By now everyone knows that Liam Tomlin is a food genius. If not, they should just have a meal here. From start to finish – from the sourdough bread to the bread-and-butter pudding – it’s beautiful, innovative, delicious food. Best of all, you don’t really have to make any decisions: on offer is a set menu of tapas-for-two, comprising eight dishes.
The menu changes regularly, but the result is always a fusion of cuisines, using some of the best local ingredients. On the day of our visit, the menu included Japanese, French, Mediterranean and South African influences. Highlights were the miso-charred salmon with soba noodles and mentsuyu dressing, the deep-fried squid with fragrant Cape Malay pickle and a curry emulsion, as well as the fresh tomato gastrique with homemade ricotta, semi-dried tomatoes and olives. And did we mention the risotto? There’s always a risotto on the menu, and it’s always exceptional. This day’s celeriac version with truffle cream was dreamy.
Dessert is not included in the set menu, but it is a worthwhile addition. The lemon posset is quite legendary – subtly sweet and light, it makes for a beautiful end to a beautiful meal. If you fancy something chocolatey, the selection of bon bons will hit the spot.
A small but exciting offering of carefully chosen wines, spirits, craft beers and ciders. They’re really proud of the selection, so no BYO allowed. The coffee is excellent too.
On point.

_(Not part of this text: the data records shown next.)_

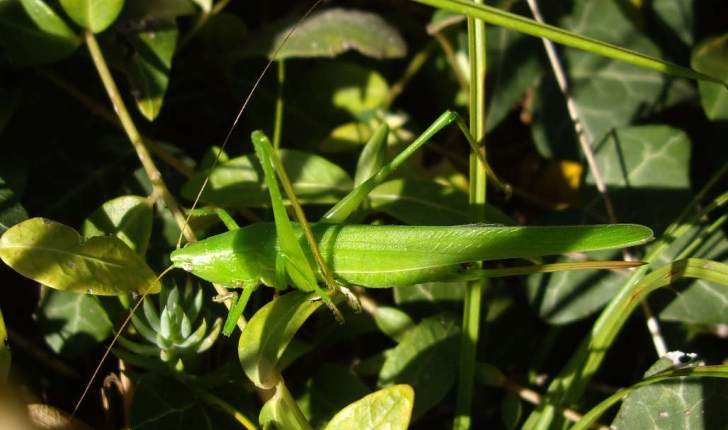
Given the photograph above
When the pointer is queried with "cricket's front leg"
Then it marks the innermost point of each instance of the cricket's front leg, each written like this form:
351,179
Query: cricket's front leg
237,305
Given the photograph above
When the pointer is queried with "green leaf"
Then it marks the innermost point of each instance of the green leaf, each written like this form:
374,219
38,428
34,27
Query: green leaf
329,33
424,360
5,356
38,27
393,322
711,56
645,169
56,256
388,408
240,181
47,19
128,217
72,324
205,5
269,332
676,403
150,67
699,301
330,388
95,15
608,93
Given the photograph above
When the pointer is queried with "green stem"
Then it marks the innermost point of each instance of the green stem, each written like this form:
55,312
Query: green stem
278,125
494,16
478,178
145,157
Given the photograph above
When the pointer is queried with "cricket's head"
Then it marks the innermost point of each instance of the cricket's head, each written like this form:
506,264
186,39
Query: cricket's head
212,261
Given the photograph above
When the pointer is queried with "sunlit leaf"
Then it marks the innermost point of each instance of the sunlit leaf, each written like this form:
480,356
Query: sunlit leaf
95,15
127,217
55,255
389,408
267,334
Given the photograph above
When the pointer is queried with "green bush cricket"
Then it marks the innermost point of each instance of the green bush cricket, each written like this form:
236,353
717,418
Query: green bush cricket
377,256
380,256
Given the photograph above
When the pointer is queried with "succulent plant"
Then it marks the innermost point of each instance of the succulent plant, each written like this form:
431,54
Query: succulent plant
170,332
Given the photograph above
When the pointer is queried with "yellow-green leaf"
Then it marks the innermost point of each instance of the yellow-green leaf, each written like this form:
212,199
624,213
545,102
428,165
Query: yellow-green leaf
55,255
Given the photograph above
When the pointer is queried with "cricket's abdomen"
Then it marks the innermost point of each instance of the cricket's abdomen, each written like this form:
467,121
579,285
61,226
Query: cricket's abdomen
385,256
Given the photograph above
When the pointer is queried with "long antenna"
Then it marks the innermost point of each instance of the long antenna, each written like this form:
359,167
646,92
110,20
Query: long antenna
197,199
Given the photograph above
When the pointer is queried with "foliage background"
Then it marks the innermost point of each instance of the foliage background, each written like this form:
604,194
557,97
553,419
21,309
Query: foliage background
61,160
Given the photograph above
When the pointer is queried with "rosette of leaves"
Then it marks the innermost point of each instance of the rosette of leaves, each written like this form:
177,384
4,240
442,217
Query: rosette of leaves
170,333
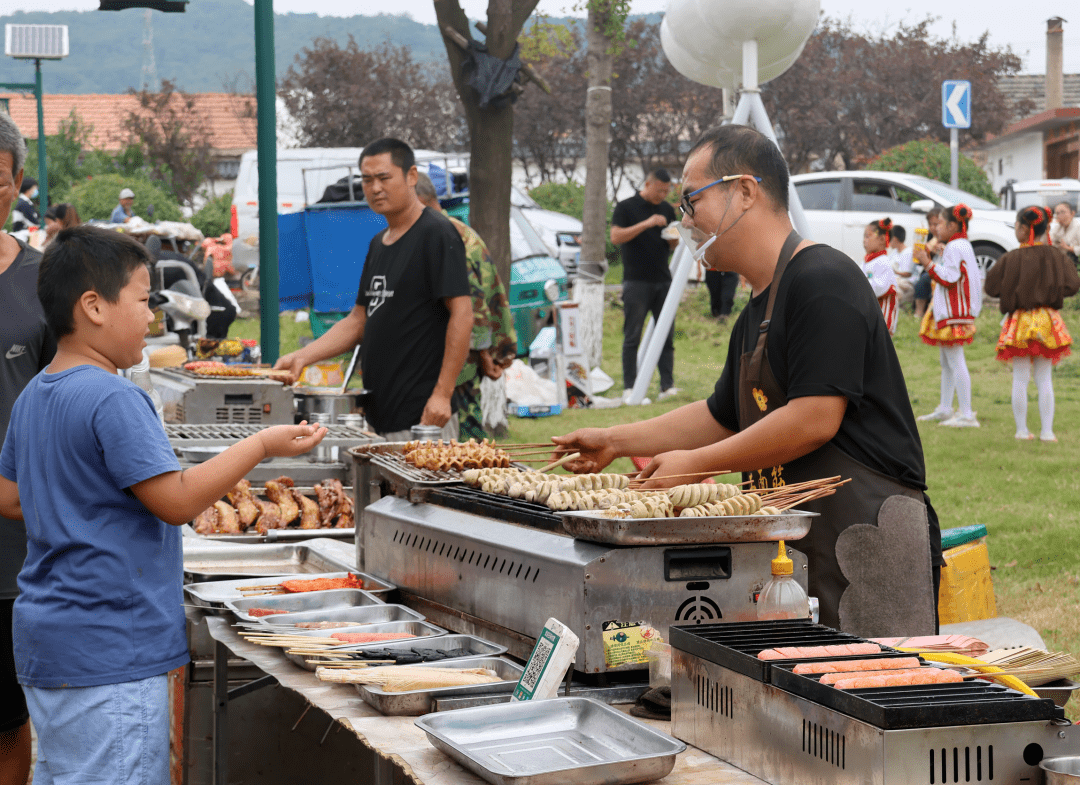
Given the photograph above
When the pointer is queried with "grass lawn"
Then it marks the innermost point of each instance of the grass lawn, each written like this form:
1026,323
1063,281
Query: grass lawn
1027,493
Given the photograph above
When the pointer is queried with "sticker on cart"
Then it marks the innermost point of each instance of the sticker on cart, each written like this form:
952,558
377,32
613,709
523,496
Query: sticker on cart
625,643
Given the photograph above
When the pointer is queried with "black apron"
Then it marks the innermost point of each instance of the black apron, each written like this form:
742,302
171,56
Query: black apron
868,551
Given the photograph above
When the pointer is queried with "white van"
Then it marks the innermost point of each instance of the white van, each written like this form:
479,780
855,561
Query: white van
302,176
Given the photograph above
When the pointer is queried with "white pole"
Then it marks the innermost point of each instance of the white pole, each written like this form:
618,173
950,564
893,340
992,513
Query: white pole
663,325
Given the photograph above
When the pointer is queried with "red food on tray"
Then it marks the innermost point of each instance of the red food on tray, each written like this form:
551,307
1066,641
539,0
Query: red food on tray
322,584
369,637
899,663
258,612
810,652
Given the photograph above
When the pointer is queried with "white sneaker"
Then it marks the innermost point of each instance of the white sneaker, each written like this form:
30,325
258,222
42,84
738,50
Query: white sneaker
959,421
935,416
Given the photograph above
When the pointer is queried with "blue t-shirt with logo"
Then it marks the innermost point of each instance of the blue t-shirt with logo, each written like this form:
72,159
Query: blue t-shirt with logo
100,592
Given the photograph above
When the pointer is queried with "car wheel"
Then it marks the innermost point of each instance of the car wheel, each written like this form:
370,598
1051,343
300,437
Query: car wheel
986,255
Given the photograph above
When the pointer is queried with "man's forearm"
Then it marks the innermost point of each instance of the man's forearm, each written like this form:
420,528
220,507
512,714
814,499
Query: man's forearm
686,428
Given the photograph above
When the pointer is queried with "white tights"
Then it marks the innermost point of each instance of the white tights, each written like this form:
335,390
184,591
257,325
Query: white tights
955,379
1022,374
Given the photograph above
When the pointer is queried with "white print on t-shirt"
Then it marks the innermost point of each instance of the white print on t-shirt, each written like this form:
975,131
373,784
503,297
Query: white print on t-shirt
378,294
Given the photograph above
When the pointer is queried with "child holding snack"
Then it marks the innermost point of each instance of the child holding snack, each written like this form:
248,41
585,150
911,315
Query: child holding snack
98,622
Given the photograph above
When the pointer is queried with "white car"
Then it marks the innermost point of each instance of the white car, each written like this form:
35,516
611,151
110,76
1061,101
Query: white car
561,232
840,204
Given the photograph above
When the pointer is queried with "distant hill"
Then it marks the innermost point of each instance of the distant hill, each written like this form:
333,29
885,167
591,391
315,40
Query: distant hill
210,48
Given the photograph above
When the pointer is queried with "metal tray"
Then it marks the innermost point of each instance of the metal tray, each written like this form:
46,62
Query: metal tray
225,563
592,525
556,742
368,614
415,703
213,595
421,631
334,599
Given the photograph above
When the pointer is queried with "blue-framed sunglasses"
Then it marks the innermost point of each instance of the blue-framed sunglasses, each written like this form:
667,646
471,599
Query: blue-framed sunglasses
687,206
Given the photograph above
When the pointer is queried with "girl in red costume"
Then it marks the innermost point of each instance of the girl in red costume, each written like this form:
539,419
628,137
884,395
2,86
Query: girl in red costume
1033,283
949,323
879,271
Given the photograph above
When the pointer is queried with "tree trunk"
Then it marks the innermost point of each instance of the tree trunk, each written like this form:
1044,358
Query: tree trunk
490,131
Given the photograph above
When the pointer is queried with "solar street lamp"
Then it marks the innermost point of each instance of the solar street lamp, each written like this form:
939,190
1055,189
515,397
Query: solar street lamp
37,42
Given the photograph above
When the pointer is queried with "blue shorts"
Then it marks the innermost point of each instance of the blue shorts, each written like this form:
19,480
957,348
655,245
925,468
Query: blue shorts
112,734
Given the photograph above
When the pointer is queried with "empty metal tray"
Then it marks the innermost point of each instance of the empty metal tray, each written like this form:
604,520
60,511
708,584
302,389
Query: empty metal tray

Everyone is knowledgeable and attentive without being annoying. They’re also really good at knowing when to leave you to get on with your meeting. They don’t take bookings, so make sure you’re not in too much of a hurry. You can have a drink at No Reservations, the downstairs bar, or browse in the shop while you wait.

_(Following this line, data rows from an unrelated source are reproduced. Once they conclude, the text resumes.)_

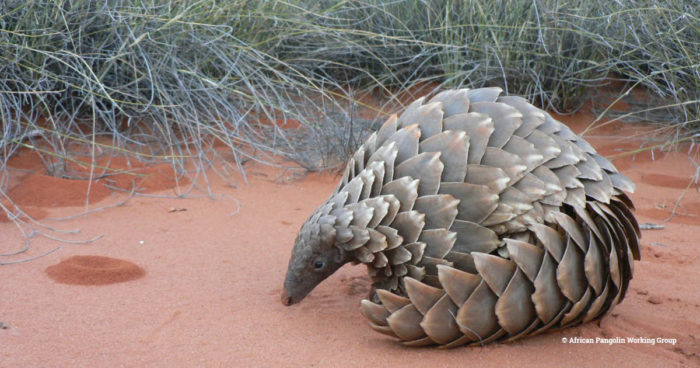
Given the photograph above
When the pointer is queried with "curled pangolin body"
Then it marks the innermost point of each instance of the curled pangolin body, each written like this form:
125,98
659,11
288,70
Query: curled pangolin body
481,218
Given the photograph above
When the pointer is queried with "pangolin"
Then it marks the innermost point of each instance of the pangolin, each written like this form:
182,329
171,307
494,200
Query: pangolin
480,218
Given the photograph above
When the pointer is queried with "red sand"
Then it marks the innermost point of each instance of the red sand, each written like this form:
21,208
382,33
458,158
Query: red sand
210,296
94,270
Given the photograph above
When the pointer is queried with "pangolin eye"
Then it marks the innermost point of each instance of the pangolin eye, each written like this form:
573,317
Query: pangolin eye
319,264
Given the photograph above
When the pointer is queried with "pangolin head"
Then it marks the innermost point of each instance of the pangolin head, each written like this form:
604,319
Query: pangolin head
314,257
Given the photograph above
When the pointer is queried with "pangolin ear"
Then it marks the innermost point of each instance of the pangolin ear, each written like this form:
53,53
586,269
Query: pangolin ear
327,235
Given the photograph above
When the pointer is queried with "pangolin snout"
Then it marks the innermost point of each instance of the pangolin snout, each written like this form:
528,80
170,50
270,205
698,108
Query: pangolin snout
286,299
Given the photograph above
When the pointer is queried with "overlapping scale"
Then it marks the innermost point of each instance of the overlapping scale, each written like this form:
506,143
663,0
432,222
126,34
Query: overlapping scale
482,218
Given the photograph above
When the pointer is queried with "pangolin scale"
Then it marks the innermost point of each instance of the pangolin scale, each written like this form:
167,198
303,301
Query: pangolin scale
480,218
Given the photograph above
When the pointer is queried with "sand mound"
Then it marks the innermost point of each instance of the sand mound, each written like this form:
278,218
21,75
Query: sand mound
94,270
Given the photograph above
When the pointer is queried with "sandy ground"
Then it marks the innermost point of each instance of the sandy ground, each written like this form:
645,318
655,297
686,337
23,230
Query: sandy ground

The canteen-style seating isn’t everyone’s vibe, but it works really well with the offering. If you’re in the mood for a leisurely meal, get a table outside and watch the traffic and talent of Cape Town rush past.
Business lunches or a date night.
Eat Out critics dine unannounced and pay for their meals in full. Read our full editorial policy here.
It’s simply not fair that anyone is blessed with the culinary imagination that Liam Tomlin possesses. Though the format remains the same, the same dish is rarely repeated here. Three fish-based tapas are followed by a break before two more dishes, one always a perfectly imagined and created risotto – on this night it’s a tomato risotto topped with semi-dried tomatoes. Another break is followed by the last three tapas, which will feature a red meat of some kind.
The seeming simplicity of the dishes – beef brisket with polenta, for example – belies the fertility of the conception and the highly skilled execution in the tiny kitchen by a young and enthusiastic brigade. The Cape Malay dressing that accompanies the kingklip and the pickled saffron onions means no other pickled fish will do in the future. The yellowtail sashimi is uplifted to sublime heights by the smooth avocado mayonnaise and the spicy flavours of the Vietnamese dressing. The fresh hake in a yummy coconut broth serves as a reminder of how well fish can be executed in the hands of a skilled chef.
If you have room, both the lemon posset and the crème brûlée are not overly sweet and offer an ending to a fabulous meal.
The wine list is excellent. You’ll find a good blend of familiar names and boutique producers at a fair mark up. There’s also a very acceptable set of wines that one can order by the glass, like Vinum chenin blanc, Ondine grenache and Natte Valleij cinsault. There’s also an exciting range of craft beers and imported teas. If you’re lost, ask a waiter. They offer very sound suggestions for what drink goes best with which food.
Like just about everything else to do with the Canteen, it’s great. The friendly and informed staff winds their way through the cluttered environment with aplomb, dispensing advice and food platters.
Cosmopolitan and full of hustle-bustle. The informal and communal seating arrangement puts you in very close proximity with your neighbour, leading to interesting conversations with the eclectic mix of nationalities that make their way to this bit of foodie paradise.
There are two great ways to while away the time waiting for a table – in the cosy downstairs bar, or browsing in the adjacent shop, where you’ll find an array of kitchen implements and cookbooks second to none.